- Directed by: Sébastien Pilote
- Written by: Sébastien Pilote
- Starring: André Bouchard Gérald Pilote Jean Wauthier
- Cinematography: Sébastien Pilote Guillaume Tremblay
- Music by: Pierre Lapointe
- Release date: 2007;
- Running time: 14 minutes
- Country: Canada
- Language: French

= Dust Bowl Ha! Ha! =

2007 Canadian film

Dust Bowl Ha!

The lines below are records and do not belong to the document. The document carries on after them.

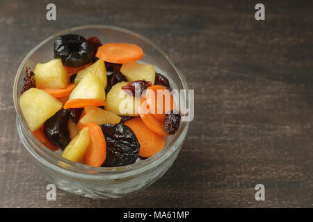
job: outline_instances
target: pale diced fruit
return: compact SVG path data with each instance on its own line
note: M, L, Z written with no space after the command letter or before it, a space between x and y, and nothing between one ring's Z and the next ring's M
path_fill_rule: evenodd
M62 108L62 103L42 89L31 88L19 96L22 112L31 131L40 128L45 121Z
M38 63L33 72L36 87L39 89L63 89L70 83L70 76L60 59Z
M93 73L86 73L72 92L69 100L75 99L93 99L105 101L104 88L102 83Z
M97 78L98 78L98 79L102 83L104 89L106 89L108 84L108 80L106 78L106 69L104 66L104 61L102 60L98 60L92 65L83 70L79 71L75 78L75 84L77 85L83 78L83 76L85 76L85 74L89 71L93 72L97 76Z
M154 85L155 71L150 64L139 64L136 62L123 64L120 72L129 82L145 80Z
M90 142L89 129L85 127L65 147L62 157L73 162L81 162Z
M106 110L118 115L138 116L137 107L140 104L140 98L128 95L122 89L122 87L128 82L116 83L106 95Z
M98 125L104 123L117 124L120 121L120 117L116 114L94 105L86 106L85 112L86 114L79 121L83 125L88 123L95 123Z
M73 139L79 133L79 130L77 127L77 124L74 122L71 118L69 119L67 122L67 130L70 135L70 139Z

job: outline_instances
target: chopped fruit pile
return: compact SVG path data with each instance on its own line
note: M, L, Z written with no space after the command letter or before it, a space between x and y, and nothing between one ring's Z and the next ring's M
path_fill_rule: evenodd
M34 137L62 157L92 166L134 164L160 151L180 123L168 80L137 62L136 44L70 34L54 59L26 67L19 105Z

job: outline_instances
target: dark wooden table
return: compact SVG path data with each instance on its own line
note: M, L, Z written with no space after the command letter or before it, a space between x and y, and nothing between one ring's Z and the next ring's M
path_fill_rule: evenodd
M262 1L0 2L0 207L313 206L312 4ZM131 196L93 200L57 190L19 142L12 86L29 50L67 28L107 24L145 35L167 51L195 89L195 117L172 168ZM256 201L255 186L265 186Z

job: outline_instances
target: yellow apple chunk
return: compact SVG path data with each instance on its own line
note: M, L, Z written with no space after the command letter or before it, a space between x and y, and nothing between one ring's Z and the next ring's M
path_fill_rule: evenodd
M79 121L83 125L88 123L95 123L98 125L104 123L117 124L120 121L120 117L116 114L94 105L86 106L85 112L86 114Z
M69 100L75 99L105 101L106 93L102 83L92 72L86 73L70 95Z
M62 157L73 162L81 162L90 142L89 129L85 127L65 147Z
M75 78L75 84L77 85L83 79L83 76L85 76L85 74L88 72L93 73L99 79L99 80L102 83L104 89L106 88L108 80L106 78L106 69L104 66L104 61L98 60L92 65L83 70L79 71Z
M121 82L114 85L106 96L106 110L118 115L138 116L137 107L140 98L129 96L122 89L128 82Z
M62 103L42 89L31 88L19 96L22 112L33 132L62 108Z
M145 80L154 85L155 71L150 64L138 62L126 63L122 65L120 72L125 76L129 82Z
M63 89L70 83L70 76L60 59L38 63L33 72L38 89Z

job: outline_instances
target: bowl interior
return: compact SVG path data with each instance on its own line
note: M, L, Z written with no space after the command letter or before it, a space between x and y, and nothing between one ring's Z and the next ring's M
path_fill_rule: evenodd
M53 59L53 46L56 38L61 35L69 33L79 34L86 38L97 36L101 40L102 44L109 42L127 42L136 44L141 46L144 52L144 56L141 60L140 62L152 64L156 72L162 74L169 79L172 88L188 89L184 76L179 73L169 57L150 40L143 37L141 35L125 29L105 26L81 26L58 33L40 42L27 54L19 66L14 83L13 100L17 111L17 121L21 125L24 133L26 135L26 137L29 137L31 140L34 141L35 144L36 144L35 147L31 147L31 148L36 149L36 152L39 155L42 155L41 157L46 159L45 160L49 161L54 165L58 166L58 163L63 162L66 163L69 166L67 167L67 169L68 170L79 168L80 169L83 169L85 173L87 173L90 170L93 171L95 171L96 172L128 171L141 167L143 165L150 164L152 162L156 162L156 160L161 161L160 158L164 158L170 155L170 153L174 151L174 150L172 150L172 152L171 152L171 148L175 149L175 146L172 145L177 140L184 139L186 132L184 133L182 133L183 131L186 131L188 129L188 123L187 122L182 122L179 131L175 135L166 138L166 146L164 148L152 157L145 160L138 161L131 165L118 167L93 167L72 162L63 158L57 153L50 151L33 136L24 121L18 103L18 98L20 96L20 92L24 84L24 68L26 67L29 67L33 70L38 62L44 63ZM188 94L185 93L183 94L182 97L183 98L181 98L180 99L184 100L188 104Z

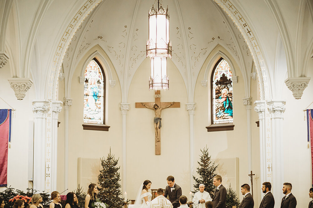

Ha! is a Canadian short film, directed by Sébastien Pilote and released in 2007. The film stars André Bouchard as a man in the Saguenay–Lac-Saint-Jean region who has just lost his job after the closure of his employer, as he goes about his first day without the stable and predictable structure of a normal work day.

The cast also includes Gérald Pilote and Jean Wauthier.

The film premiered at the 2007 Locarno Film Festival, and had its Canadian premiere at the 2007 Toronto International Film Festival.

The film was named to the Toronto International Film Festival's year-end Canada's Top Ten list for short films in 2007. It won the awards for best short film at the 2007 Festival Internacional de Cortometrajes de Barcelona, the 2007 Festival du nouveau cinéma, and the 2008 Rendez-vous du cinéma québécois, and was a Jutra Award nominee for Best Live Action Short Film at the 10th Jutra Awards in 2008.